Let’s start with the making of rosettes. I love rosettes and no one in my family makes rosettes (now I know why) so I decided that I needed to take that task on myself, I mean really how hard could it be? Off I go to purchase the little rosette maker and the ingredients to make them. I should have been leery as soon as I noticed I need to heat grease, that never goes well for me and this time was no exception. With a batter or dough of sorts and frying pan sizzling with hot grease we dipped the rosette thing-a-ma-gig into the batter and then into the frying pan and everything just seemed to fall apart and become a big clump of gooey mush. I didn’t give up right away I kept at it until the house was filled with smoke and smelled like a greasy dinner. Eventually I was yelling, Kent was looking for a fire extinguisher and both kids were in tears. I have never tried to make a rosette since. For years I kept that rosette maker in my drawer just in case I got my nerve up to try again. One day I just couldn’t take having it in the kitchen drawer sneering at me and daring me to try again so I donated it to the thrift store so that some other family could be tortured by trying to make rosettes. When I eat a rosette you better believe I savor every bite.
I tried my hand at making divinity once, again something I love. Along with hot grease anything that requires me to determine a soft ball or hard ball stage or take the temperature of something boing on my stove provesto be just too much for me. I was making the divinity to bring to a Christmas gathering I was attending. Liquid, that’s all I really have to say. My divinity was liquid; I poured it into the decorative tin, brought it to the party and suggested serving it with a straw.
Lefse; don’t you wish I had a story for making lefes? But I’m no fool I’ve never even attempted. I am resolved to the fact that some of us can make Scandinavian treats and others of us can just eat them. Trust me, it could be worse.
One Christmas Eve poor, dear old Kent stubbed his toe on a doorknob and I am pretty sure broke his toe.

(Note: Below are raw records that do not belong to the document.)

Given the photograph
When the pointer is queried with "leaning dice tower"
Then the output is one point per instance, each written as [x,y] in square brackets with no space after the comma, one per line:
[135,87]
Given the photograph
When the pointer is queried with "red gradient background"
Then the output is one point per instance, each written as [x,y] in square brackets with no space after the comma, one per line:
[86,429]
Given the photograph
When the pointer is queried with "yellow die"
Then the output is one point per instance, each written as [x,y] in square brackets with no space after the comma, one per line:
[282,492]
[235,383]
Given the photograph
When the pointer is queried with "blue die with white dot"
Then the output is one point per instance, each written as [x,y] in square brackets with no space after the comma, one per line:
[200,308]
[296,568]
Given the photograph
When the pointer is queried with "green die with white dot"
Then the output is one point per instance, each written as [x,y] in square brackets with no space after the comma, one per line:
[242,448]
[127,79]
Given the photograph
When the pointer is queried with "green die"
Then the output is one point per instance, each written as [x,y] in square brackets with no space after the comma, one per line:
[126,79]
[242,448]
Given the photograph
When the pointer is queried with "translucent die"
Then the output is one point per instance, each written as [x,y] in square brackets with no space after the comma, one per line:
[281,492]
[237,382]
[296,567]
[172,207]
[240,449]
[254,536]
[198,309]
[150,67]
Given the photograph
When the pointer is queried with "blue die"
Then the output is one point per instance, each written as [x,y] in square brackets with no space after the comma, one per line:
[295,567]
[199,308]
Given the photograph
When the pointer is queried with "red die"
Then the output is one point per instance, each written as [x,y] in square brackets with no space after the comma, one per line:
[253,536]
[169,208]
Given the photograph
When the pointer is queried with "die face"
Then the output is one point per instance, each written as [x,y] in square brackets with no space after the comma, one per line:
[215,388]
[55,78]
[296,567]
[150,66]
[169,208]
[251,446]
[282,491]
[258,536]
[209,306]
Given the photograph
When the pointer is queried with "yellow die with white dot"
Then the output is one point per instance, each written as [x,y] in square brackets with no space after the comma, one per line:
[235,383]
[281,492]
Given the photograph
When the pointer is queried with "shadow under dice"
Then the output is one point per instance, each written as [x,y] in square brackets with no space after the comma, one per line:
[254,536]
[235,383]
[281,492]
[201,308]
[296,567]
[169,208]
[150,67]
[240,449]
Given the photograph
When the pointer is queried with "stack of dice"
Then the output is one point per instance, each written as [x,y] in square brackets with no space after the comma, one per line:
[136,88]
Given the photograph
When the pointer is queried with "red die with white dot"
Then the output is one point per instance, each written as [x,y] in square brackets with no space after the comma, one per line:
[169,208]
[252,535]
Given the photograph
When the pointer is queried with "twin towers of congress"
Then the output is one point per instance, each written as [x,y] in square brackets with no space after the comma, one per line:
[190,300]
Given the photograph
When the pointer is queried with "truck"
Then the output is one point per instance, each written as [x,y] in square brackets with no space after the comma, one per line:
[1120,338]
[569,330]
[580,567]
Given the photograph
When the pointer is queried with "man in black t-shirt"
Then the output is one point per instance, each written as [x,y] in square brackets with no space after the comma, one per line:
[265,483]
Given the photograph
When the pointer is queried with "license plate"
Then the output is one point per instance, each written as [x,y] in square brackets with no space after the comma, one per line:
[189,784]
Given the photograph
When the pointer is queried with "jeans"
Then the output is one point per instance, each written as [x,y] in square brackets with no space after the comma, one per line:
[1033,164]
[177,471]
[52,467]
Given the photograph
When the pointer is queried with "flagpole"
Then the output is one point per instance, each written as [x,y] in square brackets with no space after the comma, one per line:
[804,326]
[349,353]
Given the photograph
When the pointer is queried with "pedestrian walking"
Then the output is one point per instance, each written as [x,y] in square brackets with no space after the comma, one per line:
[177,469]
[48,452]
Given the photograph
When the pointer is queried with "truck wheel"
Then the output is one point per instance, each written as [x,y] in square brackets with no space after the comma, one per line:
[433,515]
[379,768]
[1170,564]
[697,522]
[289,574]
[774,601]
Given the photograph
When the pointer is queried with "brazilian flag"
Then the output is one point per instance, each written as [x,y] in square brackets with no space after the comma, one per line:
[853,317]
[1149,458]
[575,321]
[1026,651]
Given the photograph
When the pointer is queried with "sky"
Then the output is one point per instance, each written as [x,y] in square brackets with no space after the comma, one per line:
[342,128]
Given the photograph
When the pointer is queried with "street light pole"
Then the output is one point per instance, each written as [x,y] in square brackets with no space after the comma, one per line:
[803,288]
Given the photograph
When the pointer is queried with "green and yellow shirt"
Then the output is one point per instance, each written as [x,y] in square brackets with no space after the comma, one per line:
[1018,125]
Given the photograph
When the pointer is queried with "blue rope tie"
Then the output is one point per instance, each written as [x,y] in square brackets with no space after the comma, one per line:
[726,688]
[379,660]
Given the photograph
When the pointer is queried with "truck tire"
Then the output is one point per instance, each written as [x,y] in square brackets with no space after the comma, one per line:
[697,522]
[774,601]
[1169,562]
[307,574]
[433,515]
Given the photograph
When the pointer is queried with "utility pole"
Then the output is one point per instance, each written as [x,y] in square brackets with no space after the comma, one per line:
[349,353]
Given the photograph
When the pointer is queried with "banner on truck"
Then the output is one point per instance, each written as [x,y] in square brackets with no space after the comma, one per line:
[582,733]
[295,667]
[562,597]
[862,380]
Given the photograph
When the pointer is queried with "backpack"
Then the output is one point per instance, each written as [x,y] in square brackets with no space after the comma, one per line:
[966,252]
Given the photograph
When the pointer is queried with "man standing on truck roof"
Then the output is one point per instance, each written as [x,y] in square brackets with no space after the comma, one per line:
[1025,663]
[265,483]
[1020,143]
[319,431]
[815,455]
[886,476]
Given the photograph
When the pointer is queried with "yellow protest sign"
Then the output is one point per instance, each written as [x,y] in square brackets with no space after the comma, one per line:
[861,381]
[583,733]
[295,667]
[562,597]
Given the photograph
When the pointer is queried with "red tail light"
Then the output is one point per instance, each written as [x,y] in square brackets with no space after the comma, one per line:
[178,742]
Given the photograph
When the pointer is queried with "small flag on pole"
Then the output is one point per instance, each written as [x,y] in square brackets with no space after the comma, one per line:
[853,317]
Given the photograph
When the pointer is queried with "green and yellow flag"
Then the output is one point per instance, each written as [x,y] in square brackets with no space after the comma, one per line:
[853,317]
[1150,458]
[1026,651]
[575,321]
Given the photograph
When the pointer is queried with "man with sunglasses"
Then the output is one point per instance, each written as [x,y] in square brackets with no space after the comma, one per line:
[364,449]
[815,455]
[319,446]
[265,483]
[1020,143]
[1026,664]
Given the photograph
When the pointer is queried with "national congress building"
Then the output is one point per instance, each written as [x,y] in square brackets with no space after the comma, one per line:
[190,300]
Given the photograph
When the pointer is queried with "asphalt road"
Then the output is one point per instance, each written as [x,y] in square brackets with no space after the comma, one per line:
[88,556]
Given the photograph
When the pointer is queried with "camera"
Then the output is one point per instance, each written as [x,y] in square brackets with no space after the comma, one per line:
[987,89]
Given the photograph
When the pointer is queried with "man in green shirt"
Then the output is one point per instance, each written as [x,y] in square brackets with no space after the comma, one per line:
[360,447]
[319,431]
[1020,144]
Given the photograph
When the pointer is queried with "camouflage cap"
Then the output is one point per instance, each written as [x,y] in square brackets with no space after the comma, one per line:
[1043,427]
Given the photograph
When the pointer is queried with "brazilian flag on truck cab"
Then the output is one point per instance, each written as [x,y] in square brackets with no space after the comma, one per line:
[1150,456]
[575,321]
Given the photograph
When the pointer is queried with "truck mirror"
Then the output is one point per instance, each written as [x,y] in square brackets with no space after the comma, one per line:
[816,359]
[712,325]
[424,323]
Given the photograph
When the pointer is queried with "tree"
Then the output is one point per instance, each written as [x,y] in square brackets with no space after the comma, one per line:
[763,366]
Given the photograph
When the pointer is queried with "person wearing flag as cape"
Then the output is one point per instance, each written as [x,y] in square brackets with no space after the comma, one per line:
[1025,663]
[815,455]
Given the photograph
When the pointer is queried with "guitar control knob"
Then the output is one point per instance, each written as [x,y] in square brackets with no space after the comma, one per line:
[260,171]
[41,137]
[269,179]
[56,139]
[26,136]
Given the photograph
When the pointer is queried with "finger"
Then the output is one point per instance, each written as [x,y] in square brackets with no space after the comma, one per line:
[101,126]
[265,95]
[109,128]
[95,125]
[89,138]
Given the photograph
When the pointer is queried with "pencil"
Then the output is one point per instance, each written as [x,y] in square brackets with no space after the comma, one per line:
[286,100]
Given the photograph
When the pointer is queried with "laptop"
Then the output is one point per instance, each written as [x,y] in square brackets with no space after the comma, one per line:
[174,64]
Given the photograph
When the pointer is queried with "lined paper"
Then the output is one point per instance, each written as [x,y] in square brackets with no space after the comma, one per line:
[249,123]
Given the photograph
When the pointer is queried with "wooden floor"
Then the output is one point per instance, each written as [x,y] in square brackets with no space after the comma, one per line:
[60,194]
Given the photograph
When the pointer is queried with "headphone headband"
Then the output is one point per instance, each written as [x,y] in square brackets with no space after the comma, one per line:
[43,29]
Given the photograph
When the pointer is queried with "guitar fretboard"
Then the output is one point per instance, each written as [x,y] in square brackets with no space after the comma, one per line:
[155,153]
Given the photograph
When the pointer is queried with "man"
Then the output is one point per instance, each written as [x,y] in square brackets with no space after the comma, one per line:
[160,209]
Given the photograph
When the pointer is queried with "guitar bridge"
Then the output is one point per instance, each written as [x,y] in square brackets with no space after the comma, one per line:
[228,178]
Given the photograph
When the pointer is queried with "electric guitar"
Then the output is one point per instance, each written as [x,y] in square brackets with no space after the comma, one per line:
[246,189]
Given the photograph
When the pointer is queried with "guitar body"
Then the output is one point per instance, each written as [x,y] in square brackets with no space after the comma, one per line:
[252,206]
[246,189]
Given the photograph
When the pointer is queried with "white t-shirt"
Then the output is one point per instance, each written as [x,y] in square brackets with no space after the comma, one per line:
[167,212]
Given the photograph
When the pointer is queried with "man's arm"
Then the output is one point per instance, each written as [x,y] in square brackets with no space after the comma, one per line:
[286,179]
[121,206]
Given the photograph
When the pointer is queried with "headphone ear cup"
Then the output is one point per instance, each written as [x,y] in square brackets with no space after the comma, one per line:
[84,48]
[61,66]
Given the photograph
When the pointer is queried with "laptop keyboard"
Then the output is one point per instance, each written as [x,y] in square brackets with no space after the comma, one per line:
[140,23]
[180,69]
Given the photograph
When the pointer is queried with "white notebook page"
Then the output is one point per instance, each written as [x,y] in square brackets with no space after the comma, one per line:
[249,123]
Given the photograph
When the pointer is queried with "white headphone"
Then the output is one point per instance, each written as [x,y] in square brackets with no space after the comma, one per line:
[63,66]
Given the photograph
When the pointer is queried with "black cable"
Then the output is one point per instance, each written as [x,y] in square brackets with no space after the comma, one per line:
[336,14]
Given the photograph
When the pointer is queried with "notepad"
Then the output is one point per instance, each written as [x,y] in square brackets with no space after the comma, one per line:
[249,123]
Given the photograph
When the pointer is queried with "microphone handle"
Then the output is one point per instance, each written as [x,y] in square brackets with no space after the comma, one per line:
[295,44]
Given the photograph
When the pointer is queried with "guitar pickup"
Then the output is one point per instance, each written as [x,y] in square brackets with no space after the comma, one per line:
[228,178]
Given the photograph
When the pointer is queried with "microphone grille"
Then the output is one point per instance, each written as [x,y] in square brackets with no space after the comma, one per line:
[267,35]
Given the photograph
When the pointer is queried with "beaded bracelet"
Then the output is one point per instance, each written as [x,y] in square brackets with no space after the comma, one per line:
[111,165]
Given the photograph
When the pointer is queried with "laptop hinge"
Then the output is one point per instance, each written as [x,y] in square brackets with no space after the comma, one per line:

He wasn’t doing a cartwheel or anything, our house is always in state of being remodeled
(part of the charm of living in an old house) so this particular door was lying on its side in our closet. The kids and I were trying to rush Kent, who had just gotten in from blowing snow, because we were filled anticipation for Christmas Eve and couldn’t wait to get to the big family gathering. In haste, Kent stubbed his toe on this doorknob and was instantly doing a Fred Flintstone kind of rant, holding his toe, yelling and turning in a circle. I could not and still cannot muster up any sympathy; all I can do is laugh until I cry just thinking about it. Kent’s toe turned black and blue instantly and it hurt to but socks on let alone shoes. Eventually we were all in the car headed to our family gathering, as we were driving on highway 59, cruise control set at about 55 (or so) Kent missed our turn onto the interstate. Of course I was the total critical passenger, “Kent what are you doing you’ve missed our turn.” To which Kent replied, “I can’t step on the break it hurts my toe too bad.” I apologized to the Kids telling them that apparently we were going to have to keep driving until we ran out of gas and then spend Christmas Eve where ever we ended up. Merry Christmas

1 comment:

  1. The absolute worse Christmas was when I was single and had severe asthma problems. I took myself to the emergency room on Christmas Day. I was flying to Phoenix with my brother and sister-in-law that evening to spend the holidays with the rest of the family. I spent three hours in emergency and thought I'd miss the flight. The doctor said I was a hair's breadth away from being admitted, but I managed to make the flight. I was feeling pretty lousy though. When we got off the plane my brother announced "Here comes Typhoid Mary." I had one good day on that vacation and spent the rest of the time balled up on the couch in misery.